Quiet Skies says its members forwarded the environmental analysis to the Seattle office of the federal Environmental Protection Agency “for their expert comment on the format and content.”
“The EPA kindly reviewed the FAA’s Preliminary Environmental Assessment and forwarded their comments to both the FAA and the Quiet Skies,” the newsletter says.
The result, it says, were “areas for significant improvement and certain items were omitted” that were pointed out to the FAA.
Justifying plane turns
But Quiet Skies says there “are indications” that the agency may be planning to issue a “Categorical Exclusion” justifying the turns over Burien.
“If they do, we expect the city to challenge the legitimacy” of the preliminary environmental assessment.
Last winter, Quiet Skies brought the matter to the Burien City Council that had the financial means to support hiring experienced lawyers to battle the FAA, so the Quiet Skies case became the City of Burien’s legal case.
The city hired the Dentons law firm’s San Francisco office.
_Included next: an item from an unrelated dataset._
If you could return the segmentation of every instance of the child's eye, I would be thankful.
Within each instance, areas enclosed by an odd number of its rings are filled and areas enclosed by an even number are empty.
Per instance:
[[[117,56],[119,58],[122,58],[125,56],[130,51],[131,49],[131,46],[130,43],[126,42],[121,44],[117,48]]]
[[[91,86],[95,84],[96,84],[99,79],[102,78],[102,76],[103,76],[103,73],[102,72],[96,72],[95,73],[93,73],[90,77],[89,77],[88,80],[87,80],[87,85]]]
Dentons bills itself as “a global law firm … with the competitive edge in an increasingly complex and interconnected marketplace.”
Dentons immediately petitioned the Ninth Circuit Court in San Francisco “related to our grievance against the FAA.”
Quiet Skies said, “even though the FAA has reversed its directive, the petition remains in effect, subject to mediation efforts.”
The 9th Circuit Court is the busiest federal appeals court in the nation and it “prefers to allow the parties to a petition to attempt to resolve their differences before the case goes before the judges.”
Quiet Skies newsletter says its petition “is currently a work in progress.”
Seeking a Solution
Quiet Skies said that on July 25, Burien City Attorney Lisa Marshall and City Manager Brian Wilson and the Denton’s lawyer, Matthew Adams, “met with approximately twelve FAA personnel to discuss possible solutions.”
But Quiet Skies was “not allowed to attend the meeting” and if they did, “the FAA would cancel the meeting,” so it opted out because there was “more to gain by having the meeting.”
Marshall and Wilson later met with Quiet Skies and discussed the points the FAA had raised in the meeting.
Now Burien City Attorney Marshall and Matt Adams of Dentons Law Firm “are drafting a letter to the FAA thanking the FAA for the meeting and asking several additional questions.”
Over flights are back
Quiet Skies writes that they monitored the propjet Q400 departures.
“The conclusion, although they have rescinded the procedure for an automatic turn to 250 degrees (which sent the aircraft over Burien) … they have replaced that procedure with one that allows controllers to arbitrarily decide each Q400 departure path to the west over Burien.”
While having controllers deciding takeoff route “is a more or less traditional way of doing business for the FAA,” Quiet Skies says changes are needed.
“We believe (the) process needs to be replaced with a procedure that conforms to the National Environmental Policy Act.”
Quiet Skies says that if the FAA issues a categorical exception for the flights turned over Burien, Marshall’s “current position” is that “the 250-degree heading violates” environmental policy law and that the 756 comments provided the FAA are a very good indication that the impacts to residents are “significant” thereby requiring the completion of an environmental assessment.